Nessa mesma linha, os textos mostram ainda que a reforma terá outras pedras no caminho. Uma delas será a discussão sobre o poder político das centrais sindicais, que passariam a ter personalidade jurídica. Trata-se, para Barelli, de dispositivo bizantino, uma vez que, hoje, mesmo não reconhecidos legalmente, os presidentes das centrais, como diz o deputado, são os que sempre se sentam “na primeira fila”.

Outro ponto altamente polêmico é o fim da autonomia sindical. Segundo o texto, a autorização para a existência de entidades dependerá, em última instância, da caneta do ministro do Trabalho. Para contornar essa questão, Barelli está sugerindo que o foro seja um conselho constituído nos moldes das agências reguladoras. Os conselheiros, com notório saber na área, seriam nomeados pelo governo depois de sabatinados e aprovados pelo Congresso Nacional.
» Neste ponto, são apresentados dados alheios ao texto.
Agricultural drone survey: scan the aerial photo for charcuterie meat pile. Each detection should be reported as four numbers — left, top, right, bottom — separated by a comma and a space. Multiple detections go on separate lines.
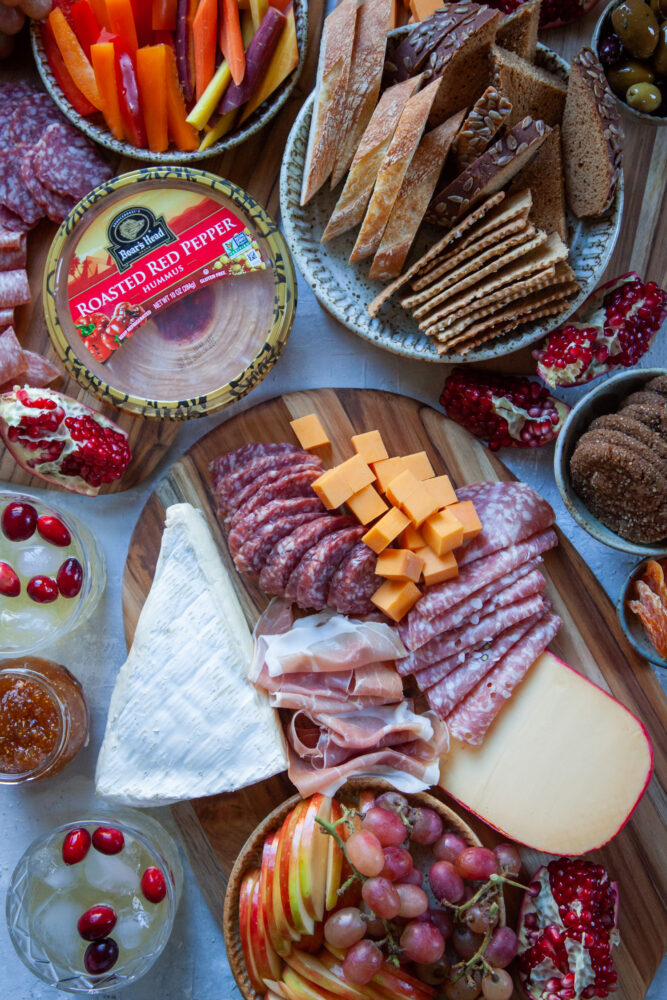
0, 325, 59, 392
397, 481, 561, 745
211, 443, 382, 616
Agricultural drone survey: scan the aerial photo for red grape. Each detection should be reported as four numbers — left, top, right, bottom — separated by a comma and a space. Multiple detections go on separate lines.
381, 846, 413, 881
362, 807, 407, 847
444, 970, 483, 1000
426, 907, 454, 939
347, 831, 385, 877
397, 867, 423, 887
466, 901, 499, 934
342, 940, 383, 985
455, 847, 498, 881
452, 924, 484, 960
365, 916, 385, 938
375, 791, 408, 815
324, 907, 367, 949
433, 832, 468, 862
400, 920, 445, 964
493, 843, 521, 876
362, 877, 401, 919
483, 927, 518, 968
410, 807, 443, 845
482, 969, 514, 1000
395, 883, 428, 918
414, 956, 451, 986
429, 861, 465, 903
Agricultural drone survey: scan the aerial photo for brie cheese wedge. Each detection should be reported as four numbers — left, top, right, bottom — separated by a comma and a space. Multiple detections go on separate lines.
95, 503, 288, 806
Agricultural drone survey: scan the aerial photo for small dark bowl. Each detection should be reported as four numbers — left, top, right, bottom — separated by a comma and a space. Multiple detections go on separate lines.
617, 557, 667, 668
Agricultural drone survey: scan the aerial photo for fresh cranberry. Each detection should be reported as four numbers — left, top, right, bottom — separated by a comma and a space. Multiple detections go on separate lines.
27, 575, 59, 604
62, 828, 91, 865
37, 514, 71, 547
78, 905, 117, 941
0, 561, 20, 597
84, 938, 119, 975
92, 827, 125, 855
1, 501, 37, 541
141, 867, 167, 903
57, 558, 83, 598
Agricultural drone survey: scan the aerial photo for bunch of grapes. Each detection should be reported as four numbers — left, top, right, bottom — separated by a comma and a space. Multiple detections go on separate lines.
321, 792, 522, 1000
0, 0, 52, 60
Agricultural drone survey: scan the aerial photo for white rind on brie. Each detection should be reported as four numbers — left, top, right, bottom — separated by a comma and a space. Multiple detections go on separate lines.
95, 503, 288, 806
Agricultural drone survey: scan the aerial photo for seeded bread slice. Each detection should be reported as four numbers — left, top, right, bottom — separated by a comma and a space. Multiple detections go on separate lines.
452, 86, 513, 172
492, 45, 567, 128
428, 115, 551, 227
561, 47, 623, 218
428, 8, 502, 125
383, 5, 477, 84
508, 126, 568, 242
496, 0, 540, 63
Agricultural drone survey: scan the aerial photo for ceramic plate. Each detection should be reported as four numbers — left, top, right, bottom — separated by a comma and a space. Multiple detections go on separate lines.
280, 43, 624, 363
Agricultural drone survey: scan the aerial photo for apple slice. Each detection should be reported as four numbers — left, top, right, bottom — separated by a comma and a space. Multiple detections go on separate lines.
262, 830, 294, 957
285, 802, 316, 936
265, 981, 290, 999
298, 794, 334, 922
318, 949, 436, 1000
249, 864, 283, 982
439, 651, 654, 855
285, 948, 366, 1000
238, 869, 265, 995
324, 798, 344, 913
273, 809, 302, 951
282, 967, 342, 1000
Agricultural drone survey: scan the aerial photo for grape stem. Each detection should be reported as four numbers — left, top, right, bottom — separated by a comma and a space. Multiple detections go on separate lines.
315, 810, 364, 888
450, 903, 498, 983
441, 872, 527, 917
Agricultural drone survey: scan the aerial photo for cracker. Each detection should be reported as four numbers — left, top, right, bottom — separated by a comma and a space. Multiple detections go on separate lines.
436, 299, 573, 355
438, 293, 574, 353
419, 265, 557, 331
438, 281, 579, 343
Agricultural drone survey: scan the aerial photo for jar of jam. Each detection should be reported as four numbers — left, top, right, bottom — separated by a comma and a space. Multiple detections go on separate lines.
0, 658, 88, 784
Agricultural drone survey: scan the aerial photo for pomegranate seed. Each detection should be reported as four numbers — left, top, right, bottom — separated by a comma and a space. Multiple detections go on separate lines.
57, 558, 83, 598
78, 905, 117, 941
37, 515, 71, 547
62, 828, 91, 865
1, 501, 37, 541
141, 867, 167, 904
84, 938, 119, 975
27, 575, 59, 604
92, 827, 125, 855
0, 561, 20, 597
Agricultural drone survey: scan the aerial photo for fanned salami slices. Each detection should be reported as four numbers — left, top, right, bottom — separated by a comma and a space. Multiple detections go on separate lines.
230, 466, 323, 525
235, 509, 325, 576
228, 496, 324, 556
211, 442, 298, 488
228, 459, 323, 518
0, 234, 25, 270
289, 525, 365, 609
0, 205, 26, 237
0, 269, 30, 308
21, 148, 76, 224
33, 123, 113, 203
328, 542, 381, 616
259, 515, 356, 595
9, 94, 66, 146
456, 481, 556, 567
0, 146, 42, 228
217, 450, 322, 513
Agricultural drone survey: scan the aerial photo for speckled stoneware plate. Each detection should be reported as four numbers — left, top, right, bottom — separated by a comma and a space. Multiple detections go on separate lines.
30, 1, 308, 163
280, 41, 624, 363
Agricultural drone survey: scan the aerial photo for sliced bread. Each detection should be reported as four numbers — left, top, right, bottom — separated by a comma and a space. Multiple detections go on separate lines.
508, 126, 568, 242
427, 7, 502, 125
496, 0, 540, 62
452, 85, 513, 171
492, 45, 567, 128
383, 5, 477, 83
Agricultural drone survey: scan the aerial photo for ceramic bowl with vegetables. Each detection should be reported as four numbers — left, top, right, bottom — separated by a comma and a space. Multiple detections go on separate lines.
593, 0, 667, 123
31, 0, 308, 162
Sobre a forma de financiamento da estrutura sindical, Barelli ainda não tem uma posição definida. “Na Alemanha, os sindicatos são financiados pelo estado”, diz. Aqui eles poderiam contar com os recursos a fundo perdido do FAT (Fundo de Amparo ao Trabalhador) que são formados pelo PIS e pelo Pasep.

Atualmente, os sindicatos se financiam através de três fontes de recursos: o chamado imposto sindical (valor correspondente a um dia de trabalho por ano), a contribuição de dissídio coletivo e a contribuição confederativa. Pela proposta do governo, haveria apenas uma contribuição, definida nas assembléias de negociação coletiva anuais, que poderiam chegar a até 13% da renda líquida auferida pelos trabalhadores no ano anterior.

“A idéia é arriscada porque os participantes da assembléia poderiam fixar um redondo zero de contribuição”, adverte Barelli. Neste ponto, o deputado tem apenas uma certeza. “A proposta é uma denúncia de que hoje tem gente avançando sobre o dinheiro dos trabalhadores”.

De resto, Barelli lamenta o aprisionamento das lideranças sindicais à idéia de uma estrutura que, como a joboticaba, só existe no Brasil. É só aqui, critica ele, que os empresários se organizam em sindicatos dentro de uma estrutura aprovada por lei.